C'est la veille de l'épreuve que Siwu, Owen et la licorne arrivent en vue des murs de Rankir. La plaine bruit d'agitations, de couleurs, de cris. Owen comprend aussitôt la raison de ce vaste rassemblement et se demande comment passer inaperçus. Connaissant bien les environs, il fait un détour pour s'abriter dans un bois. Au pire, il y croisera des Aériens, au mieux, personne ne les remarquera. Il se doute que des Gardiens des Origines sont présents, peut-être Olaf est-il là, et peut-être aussi le Grand Maître. Il ne doit pas être repéré. Ce qu'il s'apprête à faire va à l'encontre des règles premières de l'Ordre des Gardiens.

Une fois installés, il parle un bon moment avec Siwu, pour déterminer la façon dont ils vont s'organiser pour le grand jour. Leur voyage s'est bien passé, la licorne s'est montrée docile, mais silencieuse. A plusieurs reprises, Owen lui a rappelé sa promesse : il l'aidera à retourner dans son monde. De toute façon, dès que le Grand Maître aura connaissance de sa présence, il fera tout son possible pour cela, Owen en est certain.

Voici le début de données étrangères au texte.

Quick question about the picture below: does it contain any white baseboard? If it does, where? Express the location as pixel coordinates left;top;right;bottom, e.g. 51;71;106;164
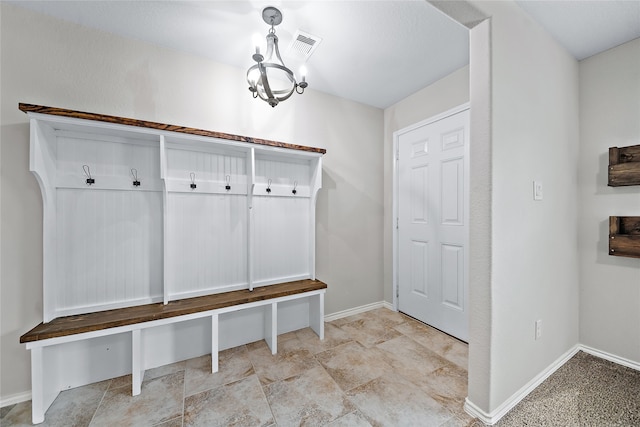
324;301;393;322
464;345;580;425
578;344;640;371
0;390;31;408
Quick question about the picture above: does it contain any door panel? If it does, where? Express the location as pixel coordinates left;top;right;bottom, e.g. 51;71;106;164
397;109;469;341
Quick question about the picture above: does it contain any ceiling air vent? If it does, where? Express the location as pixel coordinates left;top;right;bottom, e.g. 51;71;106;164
287;30;322;62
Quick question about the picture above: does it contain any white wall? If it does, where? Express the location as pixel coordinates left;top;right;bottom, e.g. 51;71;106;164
578;39;640;363
383;65;469;303
469;2;579;413
0;2;383;401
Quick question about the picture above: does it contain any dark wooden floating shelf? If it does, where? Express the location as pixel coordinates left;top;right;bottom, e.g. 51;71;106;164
18;102;327;154
609;216;640;258
609;145;640;187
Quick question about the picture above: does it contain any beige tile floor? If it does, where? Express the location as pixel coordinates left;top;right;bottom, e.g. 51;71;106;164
0;308;475;427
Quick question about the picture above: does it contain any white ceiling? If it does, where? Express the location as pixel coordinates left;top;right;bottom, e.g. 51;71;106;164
8;0;640;108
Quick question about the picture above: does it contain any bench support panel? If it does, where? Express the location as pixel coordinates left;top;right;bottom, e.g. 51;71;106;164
131;329;144;396
211;313;220;374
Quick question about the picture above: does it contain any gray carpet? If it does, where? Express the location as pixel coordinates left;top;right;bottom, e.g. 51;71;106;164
495;352;640;427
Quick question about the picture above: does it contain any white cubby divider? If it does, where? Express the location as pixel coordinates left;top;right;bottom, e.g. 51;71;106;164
21;104;324;323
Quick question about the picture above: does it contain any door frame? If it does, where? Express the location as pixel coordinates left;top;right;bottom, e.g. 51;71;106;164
391;102;471;311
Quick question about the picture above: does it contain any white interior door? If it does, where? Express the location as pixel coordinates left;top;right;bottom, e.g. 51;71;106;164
396;109;469;341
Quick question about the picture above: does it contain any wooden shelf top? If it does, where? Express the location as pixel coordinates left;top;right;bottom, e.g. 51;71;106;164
20;279;327;343
18;102;327;154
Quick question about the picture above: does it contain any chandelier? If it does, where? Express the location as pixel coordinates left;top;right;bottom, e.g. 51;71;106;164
247;6;308;107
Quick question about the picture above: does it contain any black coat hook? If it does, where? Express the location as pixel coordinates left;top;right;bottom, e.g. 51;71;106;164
82;165;96;185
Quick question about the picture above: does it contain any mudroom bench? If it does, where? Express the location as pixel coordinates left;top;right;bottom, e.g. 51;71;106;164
19;103;327;423
20;280;327;424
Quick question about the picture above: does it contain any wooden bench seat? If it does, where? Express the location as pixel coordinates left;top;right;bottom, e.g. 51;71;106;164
20;279;327;424
20;279;327;343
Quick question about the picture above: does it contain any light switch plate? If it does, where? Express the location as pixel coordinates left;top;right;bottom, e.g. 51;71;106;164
533;181;542;200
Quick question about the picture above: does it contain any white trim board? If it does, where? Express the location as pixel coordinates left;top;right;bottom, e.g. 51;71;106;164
464;344;640;425
0;390;31;408
324;301;397;322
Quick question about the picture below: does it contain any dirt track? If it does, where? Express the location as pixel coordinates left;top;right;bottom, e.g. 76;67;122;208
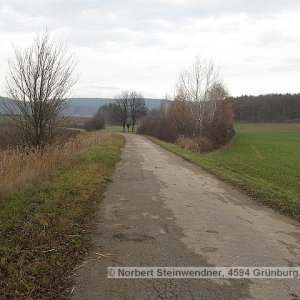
73;134;300;300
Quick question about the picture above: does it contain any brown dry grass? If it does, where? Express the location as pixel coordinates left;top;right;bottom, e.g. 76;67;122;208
0;130;112;198
176;136;213;152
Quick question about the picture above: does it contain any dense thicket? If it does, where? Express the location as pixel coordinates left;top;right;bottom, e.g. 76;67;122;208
138;99;234;151
234;94;300;122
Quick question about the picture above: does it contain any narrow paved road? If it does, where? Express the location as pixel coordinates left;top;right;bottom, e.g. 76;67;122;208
73;134;300;300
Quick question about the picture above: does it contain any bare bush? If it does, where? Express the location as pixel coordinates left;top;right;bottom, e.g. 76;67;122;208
2;32;76;148
111;92;129;132
128;92;147;132
85;111;105;131
176;56;228;135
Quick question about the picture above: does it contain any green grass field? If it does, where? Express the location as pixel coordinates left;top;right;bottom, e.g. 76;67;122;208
0;135;124;299
150;123;300;220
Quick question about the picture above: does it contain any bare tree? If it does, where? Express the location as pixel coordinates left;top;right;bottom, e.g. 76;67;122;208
129;92;147;132
177;56;223;134
4;32;77;148
112;91;130;132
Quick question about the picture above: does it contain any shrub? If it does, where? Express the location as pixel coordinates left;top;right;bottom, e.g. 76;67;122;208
138;99;234;151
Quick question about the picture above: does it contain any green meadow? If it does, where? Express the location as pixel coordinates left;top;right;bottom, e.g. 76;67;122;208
150;123;300;219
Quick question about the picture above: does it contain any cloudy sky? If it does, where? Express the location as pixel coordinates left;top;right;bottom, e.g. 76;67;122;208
0;0;300;98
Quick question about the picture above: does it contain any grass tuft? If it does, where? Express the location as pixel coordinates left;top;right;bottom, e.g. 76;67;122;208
0;133;124;299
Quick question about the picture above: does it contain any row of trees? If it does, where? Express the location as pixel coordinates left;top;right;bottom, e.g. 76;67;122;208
92;91;147;132
0;33;234;148
139;57;234;151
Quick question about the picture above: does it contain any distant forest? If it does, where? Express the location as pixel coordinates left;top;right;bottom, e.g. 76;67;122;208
233;94;300;122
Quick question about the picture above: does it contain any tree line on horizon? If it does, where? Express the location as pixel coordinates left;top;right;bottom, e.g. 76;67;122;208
233;94;300;122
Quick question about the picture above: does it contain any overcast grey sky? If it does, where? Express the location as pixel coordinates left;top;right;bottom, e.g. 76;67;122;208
0;0;300;98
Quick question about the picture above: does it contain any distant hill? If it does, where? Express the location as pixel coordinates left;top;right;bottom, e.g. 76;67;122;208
234;94;300;122
0;97;161;117
65;98;161;117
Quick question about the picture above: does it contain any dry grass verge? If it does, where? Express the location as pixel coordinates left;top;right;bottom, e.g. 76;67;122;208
0;132;124;299
0;131;111;198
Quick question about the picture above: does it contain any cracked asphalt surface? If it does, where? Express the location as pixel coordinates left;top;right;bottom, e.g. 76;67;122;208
72;134;300;300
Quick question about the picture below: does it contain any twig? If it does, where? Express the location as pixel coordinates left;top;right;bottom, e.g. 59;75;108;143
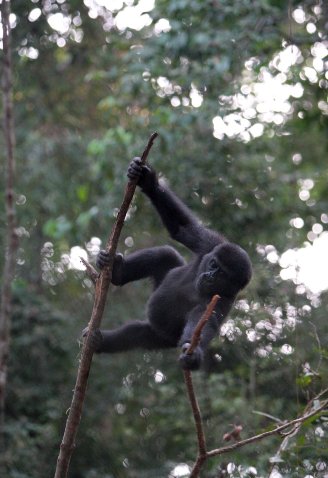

Ils prévoient de se lever très tôt le lendemain, afin de pouvoir entrer aisément dans la ville et s'approcher du palais. Pour la suite, ce sera à Owen de décider et d'agir, seul. Il confie à Siwu la garde d'Ingir et place discrètement dans l'une des poches de la selle de son cheval son disque sacré, car il ne peut le porter sur lui : les autres Gardiens sentiraient aussitôt sa présence. Il doit rester inconnu le plus longtemps possible.

Alors que le sommeil le gagne, étendu sur un doux lit de mousse, il songe à Kaïra. Demain, il la reverra. Quoi qu'il arrive. Demain.